Côte D'ivoire - “Des preuves? A quoi ça sert?” Le ministre ivoirien de la justice
© mondafrique.com : Philippe Duval | 23 Mar 2015 01:19:10 | 6713En condamnant les partisans de son prédécesseur Laurent Gbagbo, la justice ivoirienne vient d'inventer un concept inédit dans sa marche vers l'établissement de l'état de droit promis par Alassane Ouattara: la condamnation sans preuves .

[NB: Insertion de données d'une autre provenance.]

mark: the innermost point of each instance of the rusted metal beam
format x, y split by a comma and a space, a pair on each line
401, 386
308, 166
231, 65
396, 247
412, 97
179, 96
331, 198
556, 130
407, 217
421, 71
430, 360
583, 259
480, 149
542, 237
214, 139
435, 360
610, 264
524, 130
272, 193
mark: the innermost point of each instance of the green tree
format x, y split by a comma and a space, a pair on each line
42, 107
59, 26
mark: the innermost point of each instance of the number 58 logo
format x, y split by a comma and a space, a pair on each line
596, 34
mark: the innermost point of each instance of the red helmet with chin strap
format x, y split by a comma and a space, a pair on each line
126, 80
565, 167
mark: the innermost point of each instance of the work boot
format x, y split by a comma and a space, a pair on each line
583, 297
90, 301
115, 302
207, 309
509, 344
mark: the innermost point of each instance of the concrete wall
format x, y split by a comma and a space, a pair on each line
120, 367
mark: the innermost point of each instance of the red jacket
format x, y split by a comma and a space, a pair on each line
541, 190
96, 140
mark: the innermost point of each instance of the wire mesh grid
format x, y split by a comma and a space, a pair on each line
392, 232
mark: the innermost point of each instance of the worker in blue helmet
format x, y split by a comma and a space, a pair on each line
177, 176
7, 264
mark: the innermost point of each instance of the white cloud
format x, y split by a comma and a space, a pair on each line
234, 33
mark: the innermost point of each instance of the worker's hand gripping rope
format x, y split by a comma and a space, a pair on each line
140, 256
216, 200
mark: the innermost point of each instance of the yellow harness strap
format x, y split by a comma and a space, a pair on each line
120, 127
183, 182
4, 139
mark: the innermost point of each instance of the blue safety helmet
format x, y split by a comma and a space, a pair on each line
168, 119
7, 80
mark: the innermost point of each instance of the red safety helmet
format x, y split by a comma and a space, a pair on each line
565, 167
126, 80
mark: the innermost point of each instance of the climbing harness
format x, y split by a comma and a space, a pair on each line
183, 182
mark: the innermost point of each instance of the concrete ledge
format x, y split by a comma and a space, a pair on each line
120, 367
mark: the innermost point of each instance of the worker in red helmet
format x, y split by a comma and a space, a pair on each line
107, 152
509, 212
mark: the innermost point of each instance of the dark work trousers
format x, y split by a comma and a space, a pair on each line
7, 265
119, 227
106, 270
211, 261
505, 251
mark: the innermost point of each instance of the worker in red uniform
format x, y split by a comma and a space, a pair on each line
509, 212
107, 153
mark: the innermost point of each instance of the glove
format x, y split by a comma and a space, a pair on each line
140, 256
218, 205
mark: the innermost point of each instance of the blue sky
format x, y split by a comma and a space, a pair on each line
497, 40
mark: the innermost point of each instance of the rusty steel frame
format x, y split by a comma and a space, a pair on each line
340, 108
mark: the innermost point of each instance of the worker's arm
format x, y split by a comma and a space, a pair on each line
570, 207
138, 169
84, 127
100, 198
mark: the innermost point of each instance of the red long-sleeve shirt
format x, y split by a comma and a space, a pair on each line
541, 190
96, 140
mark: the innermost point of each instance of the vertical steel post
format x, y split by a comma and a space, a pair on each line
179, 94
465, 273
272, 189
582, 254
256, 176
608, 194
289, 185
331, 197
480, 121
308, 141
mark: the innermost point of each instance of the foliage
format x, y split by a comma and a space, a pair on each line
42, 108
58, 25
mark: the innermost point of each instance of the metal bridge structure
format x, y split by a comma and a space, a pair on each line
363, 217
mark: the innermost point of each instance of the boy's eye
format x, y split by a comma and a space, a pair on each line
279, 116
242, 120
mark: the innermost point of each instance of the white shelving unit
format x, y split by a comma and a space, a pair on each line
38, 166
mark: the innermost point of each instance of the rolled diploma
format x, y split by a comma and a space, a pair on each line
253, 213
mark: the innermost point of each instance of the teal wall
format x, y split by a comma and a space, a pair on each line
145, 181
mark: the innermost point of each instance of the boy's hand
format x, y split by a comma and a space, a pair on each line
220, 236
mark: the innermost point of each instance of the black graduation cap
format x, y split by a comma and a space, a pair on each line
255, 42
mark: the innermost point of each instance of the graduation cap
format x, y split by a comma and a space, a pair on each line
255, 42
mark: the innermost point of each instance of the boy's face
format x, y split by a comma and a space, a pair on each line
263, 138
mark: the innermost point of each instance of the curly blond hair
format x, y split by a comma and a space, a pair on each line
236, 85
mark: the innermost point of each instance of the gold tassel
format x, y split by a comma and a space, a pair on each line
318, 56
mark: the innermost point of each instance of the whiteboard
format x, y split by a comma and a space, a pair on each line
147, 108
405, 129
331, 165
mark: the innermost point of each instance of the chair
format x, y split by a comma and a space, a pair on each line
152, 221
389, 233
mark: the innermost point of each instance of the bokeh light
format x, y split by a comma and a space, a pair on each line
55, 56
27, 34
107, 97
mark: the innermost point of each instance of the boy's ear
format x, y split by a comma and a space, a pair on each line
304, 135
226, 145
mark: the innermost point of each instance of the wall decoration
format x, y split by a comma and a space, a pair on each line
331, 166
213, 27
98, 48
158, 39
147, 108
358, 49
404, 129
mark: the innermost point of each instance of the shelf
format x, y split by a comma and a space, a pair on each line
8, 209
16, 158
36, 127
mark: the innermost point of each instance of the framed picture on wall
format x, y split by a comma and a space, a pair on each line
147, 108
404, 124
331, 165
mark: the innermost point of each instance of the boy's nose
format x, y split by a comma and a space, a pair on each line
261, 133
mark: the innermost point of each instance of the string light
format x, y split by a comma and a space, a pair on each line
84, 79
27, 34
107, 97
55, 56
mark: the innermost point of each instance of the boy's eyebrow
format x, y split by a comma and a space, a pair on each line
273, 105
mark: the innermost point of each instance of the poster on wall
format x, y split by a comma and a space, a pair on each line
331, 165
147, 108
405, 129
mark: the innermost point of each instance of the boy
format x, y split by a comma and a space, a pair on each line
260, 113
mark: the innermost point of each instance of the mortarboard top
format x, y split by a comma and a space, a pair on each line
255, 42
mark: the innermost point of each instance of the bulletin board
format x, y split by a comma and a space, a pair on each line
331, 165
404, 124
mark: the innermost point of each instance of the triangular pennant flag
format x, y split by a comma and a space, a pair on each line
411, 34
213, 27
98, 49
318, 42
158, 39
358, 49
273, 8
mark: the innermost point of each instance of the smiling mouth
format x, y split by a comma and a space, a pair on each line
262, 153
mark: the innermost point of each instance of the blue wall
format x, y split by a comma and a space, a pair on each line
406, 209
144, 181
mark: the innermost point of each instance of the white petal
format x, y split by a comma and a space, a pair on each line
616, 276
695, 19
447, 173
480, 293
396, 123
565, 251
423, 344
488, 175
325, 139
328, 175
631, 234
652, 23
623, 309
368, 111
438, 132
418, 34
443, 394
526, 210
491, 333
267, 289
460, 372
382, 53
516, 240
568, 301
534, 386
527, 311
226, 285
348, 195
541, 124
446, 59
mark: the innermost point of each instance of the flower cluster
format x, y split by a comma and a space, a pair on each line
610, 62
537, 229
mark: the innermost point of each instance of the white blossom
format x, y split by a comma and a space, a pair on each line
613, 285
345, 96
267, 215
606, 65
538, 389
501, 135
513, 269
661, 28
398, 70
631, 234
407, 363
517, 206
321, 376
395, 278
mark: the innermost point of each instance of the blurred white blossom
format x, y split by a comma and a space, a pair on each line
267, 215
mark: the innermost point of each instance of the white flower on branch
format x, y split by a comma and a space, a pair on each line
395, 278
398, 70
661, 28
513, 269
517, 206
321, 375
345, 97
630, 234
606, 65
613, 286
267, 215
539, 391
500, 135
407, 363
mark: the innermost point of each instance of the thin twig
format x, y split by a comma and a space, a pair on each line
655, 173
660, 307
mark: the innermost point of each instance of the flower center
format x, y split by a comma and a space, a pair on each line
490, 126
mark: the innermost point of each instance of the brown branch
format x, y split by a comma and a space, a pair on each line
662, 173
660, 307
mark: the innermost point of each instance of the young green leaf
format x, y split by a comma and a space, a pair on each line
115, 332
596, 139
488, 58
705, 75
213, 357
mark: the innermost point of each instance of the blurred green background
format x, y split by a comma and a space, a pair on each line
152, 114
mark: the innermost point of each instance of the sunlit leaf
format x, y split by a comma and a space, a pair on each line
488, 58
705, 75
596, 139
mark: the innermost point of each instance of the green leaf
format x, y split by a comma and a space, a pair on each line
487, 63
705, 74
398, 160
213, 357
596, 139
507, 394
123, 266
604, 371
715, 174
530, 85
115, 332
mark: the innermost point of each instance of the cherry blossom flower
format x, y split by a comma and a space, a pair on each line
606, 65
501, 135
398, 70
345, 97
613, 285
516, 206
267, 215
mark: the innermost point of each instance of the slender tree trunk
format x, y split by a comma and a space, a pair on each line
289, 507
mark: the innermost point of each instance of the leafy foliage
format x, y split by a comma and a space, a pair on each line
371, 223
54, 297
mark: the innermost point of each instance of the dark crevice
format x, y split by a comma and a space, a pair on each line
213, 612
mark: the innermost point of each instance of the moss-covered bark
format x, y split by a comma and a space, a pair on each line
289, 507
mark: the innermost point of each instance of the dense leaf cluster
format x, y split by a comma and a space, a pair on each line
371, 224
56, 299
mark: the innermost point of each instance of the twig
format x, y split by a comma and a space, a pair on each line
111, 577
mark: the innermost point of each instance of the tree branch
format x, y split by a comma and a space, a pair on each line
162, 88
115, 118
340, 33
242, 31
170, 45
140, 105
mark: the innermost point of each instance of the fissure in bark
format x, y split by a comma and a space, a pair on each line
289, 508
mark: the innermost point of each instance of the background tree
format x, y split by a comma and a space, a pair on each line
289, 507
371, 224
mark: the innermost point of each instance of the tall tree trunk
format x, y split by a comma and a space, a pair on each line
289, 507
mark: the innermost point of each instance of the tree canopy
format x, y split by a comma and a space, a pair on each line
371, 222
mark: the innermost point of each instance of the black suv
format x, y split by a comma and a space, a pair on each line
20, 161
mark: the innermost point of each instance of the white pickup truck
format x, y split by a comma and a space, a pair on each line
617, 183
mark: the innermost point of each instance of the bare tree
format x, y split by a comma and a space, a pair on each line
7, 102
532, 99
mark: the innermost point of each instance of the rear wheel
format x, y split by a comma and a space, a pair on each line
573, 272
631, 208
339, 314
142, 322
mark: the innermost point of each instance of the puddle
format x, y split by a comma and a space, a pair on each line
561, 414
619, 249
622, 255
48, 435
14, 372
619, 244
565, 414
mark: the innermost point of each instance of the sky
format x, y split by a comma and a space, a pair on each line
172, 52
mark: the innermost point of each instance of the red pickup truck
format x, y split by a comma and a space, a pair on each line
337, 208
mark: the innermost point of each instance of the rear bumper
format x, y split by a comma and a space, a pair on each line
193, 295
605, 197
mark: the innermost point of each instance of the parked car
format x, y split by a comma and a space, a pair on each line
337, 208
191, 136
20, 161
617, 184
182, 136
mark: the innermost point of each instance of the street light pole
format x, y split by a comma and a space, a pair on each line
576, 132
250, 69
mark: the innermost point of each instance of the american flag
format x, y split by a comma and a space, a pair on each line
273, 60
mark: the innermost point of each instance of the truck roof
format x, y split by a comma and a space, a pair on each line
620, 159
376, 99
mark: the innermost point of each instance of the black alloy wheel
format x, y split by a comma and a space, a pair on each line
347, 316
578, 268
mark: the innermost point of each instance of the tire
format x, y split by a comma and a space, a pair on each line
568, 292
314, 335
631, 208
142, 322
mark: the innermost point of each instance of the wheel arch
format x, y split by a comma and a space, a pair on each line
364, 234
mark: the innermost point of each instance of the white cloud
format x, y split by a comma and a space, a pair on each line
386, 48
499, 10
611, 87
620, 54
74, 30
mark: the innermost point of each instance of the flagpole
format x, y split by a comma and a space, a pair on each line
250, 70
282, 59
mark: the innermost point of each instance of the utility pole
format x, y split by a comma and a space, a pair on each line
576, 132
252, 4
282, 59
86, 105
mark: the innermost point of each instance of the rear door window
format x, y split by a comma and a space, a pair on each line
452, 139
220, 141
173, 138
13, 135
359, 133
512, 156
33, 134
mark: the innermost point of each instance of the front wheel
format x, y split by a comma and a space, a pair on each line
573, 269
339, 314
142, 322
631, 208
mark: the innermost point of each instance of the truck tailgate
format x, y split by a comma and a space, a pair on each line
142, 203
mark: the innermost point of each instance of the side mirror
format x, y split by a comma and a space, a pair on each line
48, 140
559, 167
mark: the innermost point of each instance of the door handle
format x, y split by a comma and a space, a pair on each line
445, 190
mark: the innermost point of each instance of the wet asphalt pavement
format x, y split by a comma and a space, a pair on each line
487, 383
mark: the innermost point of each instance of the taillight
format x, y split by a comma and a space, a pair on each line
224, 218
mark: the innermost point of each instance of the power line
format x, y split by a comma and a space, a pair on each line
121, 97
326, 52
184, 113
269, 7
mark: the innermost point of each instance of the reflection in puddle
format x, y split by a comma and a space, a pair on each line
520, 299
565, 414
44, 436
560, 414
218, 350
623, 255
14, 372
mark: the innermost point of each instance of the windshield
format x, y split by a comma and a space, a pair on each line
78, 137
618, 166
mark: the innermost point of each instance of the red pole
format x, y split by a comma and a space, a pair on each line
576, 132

Condamnation sans preuves et absence de témoignages à charge, voici les méthodes expéditives de la justice ivoirienne lorsqu'elle condamne Simone Gbagbo et 78 de ses coaccusés à des peines de prison allant jusqu'à 20 ans. Gnénéma Mamadou Coulibaly, ci-devant Garde des Sceaux de la Côte d'Ivoire, vient de benoîtement le formaliser dans une interview à RFI ce samedi 22 mars. "On s'attendait à des témoignages, à des preuves, alors qu’en fait les infractions visées d’atteinte à la sûreté de l’Etat, de mouvements insurrectionnels ou de bandes armées, sont clairement définies par notre code pénal", explique le ministre.
Et de poursuivre; "Pour qui se souvient de ce qui s’est passé en Côte d’Ivoire, il n’est point besoin d’aller chercher à mille lieues des preuves ou des éléments illustratifs des faits qui étaient reprochés. C’est vrai que pour les questions de violence il y a eu quelques témoignages, mais pour l’essentiel nous avons fait avec ce que nous avions". Autrement dit, il suffit qu'un crime ou un délit soit clairement établi dans le code pénal pour qu'une personne soupçonnée de l'avoir commis puisse être condamné. Dans cette logique, il n'y a donc pas besoin d'enquêtes, d'expertises judiciaires, de recherches de témoins qui grèvent dangereusement le budget de la Justice.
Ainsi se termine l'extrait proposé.